You might consider Apache Whirr (http://whirr.apache.org/) for
bringing up Hadoop clusters on EC2.

Cheers,
Tom

On Wed, Aug 31, 2011 at 8:22 AM, Robert Evans <[email protected]> wrote:
> Dmitry,
>
> It sounds like an interesting idea, but I have not really heard of anyone 
> doing it before.  It would make for a good feature to have tiered file 
> systems all mapped into the same namespace, but that would be a lot of work 
> and complexity.
>
> The quick solution would be to know what data you want to process before hand 
> and then run distcp to copy it from S3 into HDFS before launching the other 
> map/reduce jobs.  I don't think there is anything automatic out there.
>
> --Bobby Evans
>
> On 8/29/11 4:56 PM, "Dmitry Pushkarev" <[email protected]> wrote:
>
> Dear hadoop users,
>
> Sorry for the off-topic.

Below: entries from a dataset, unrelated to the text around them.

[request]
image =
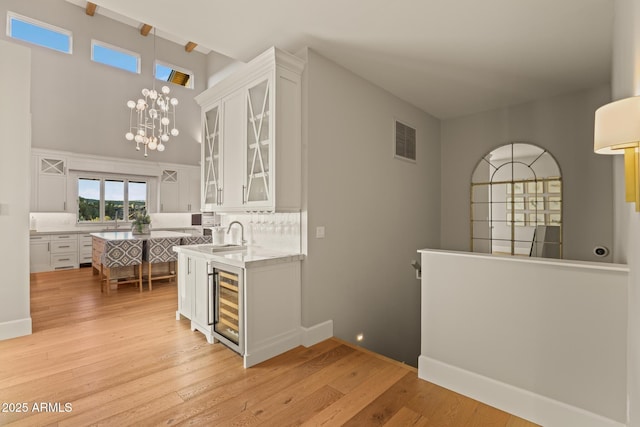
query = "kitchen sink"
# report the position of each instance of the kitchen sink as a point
(221, 248)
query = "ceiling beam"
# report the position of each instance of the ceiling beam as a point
(91, 8)
(146, 28)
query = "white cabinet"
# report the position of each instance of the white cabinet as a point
(194, 299)
(211, 158)
(186, 283)
(51, 185)
(85, 248)
(53, 252)
(180, 190)
(251, 156)
(39, 253)
(202, 319)
(64, 251)
(267, 308)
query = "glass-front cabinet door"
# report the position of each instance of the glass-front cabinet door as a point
(211, 185)
(258, 178)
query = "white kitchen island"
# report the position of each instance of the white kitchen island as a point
(268, 312)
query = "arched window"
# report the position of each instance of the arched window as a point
(516, 202)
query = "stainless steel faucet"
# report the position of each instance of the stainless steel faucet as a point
(242, 241)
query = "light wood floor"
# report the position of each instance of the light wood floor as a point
(125, 360)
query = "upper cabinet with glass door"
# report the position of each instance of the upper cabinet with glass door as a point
(251, 155)
(211, 159)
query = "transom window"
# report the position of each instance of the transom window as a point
(107, 199)
(114, 56)
(39, 33)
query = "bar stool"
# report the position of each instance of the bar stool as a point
(160, 250)
(120, 253)
(197, 240)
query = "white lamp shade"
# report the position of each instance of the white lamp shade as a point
(617, 126)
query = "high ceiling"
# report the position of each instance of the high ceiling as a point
(447, 57)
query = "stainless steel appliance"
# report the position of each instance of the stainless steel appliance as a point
(226, 303)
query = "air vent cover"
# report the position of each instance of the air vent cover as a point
(405, 141)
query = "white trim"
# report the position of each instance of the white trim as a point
(35, 22)
(108, 46)
(15, 328)
(272, 347)
(622, 268)
(522, 403)
(317, 333)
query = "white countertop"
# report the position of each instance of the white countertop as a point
(89, 229)
(252, 256)
(125, 235)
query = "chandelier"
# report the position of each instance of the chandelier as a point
(155, 116)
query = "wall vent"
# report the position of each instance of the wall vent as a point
(405, 141)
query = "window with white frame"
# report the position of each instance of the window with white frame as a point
(39, 33)
(106, 198)
(114, 56)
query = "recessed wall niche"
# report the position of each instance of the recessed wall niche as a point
(516, 202)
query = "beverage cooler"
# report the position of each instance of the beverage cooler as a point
(226, 313)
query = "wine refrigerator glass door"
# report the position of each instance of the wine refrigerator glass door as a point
(228, 322)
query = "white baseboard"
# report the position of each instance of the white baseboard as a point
(272, 347)
(15, 328)
(317, 333)
(522, 403)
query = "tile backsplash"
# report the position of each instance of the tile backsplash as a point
(279, 231)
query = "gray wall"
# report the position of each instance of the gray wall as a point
(80, 106)
(564, 126)
(377, 210)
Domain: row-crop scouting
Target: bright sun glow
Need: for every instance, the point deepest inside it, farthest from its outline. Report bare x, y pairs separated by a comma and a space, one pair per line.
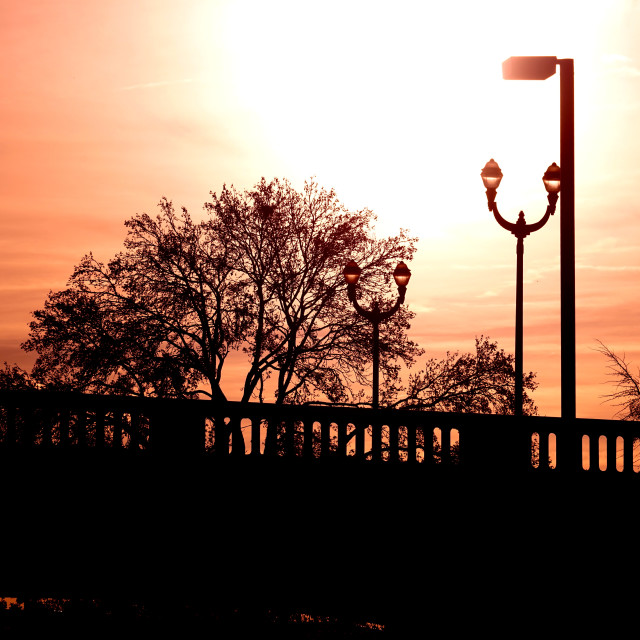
367, 98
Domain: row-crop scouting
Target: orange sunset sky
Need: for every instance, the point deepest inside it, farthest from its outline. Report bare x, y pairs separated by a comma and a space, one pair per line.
106, 106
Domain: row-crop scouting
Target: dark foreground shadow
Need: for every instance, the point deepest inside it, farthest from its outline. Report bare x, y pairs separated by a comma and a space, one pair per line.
315, 551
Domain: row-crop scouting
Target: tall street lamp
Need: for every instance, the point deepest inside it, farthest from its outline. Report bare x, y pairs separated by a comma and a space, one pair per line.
491, 176
351, 275
541, 68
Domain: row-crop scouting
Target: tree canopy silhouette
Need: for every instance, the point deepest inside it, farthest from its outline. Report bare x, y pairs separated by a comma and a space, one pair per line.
480, 382
261, 273
626, 395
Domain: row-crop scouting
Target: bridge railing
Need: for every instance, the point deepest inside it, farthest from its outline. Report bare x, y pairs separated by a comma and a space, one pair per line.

We're slowly migrating our hadoop cluster to EC2,
> and one thing that I'm trying to explore is whether we can use alternative
> scheduling systems like SGE with shared FS for non data intensive tasks,
> since they are easier to work with for lay users.
>
> One problem for now is how to create shared cluster filesystem similar to
> HDFS, distributed with high-performance, somewhat POSIX compliant (symlinks
> and permissions), that will use amazon EC2 local nonpersistent storage.
>
> Idea is to keep original data on S3, then as needed fire up a bunch of
> nodes, start shared filesystem, and quickly copy data from S3 to that FS,
> run the analysis with SGE, save results and shut down that filesystem.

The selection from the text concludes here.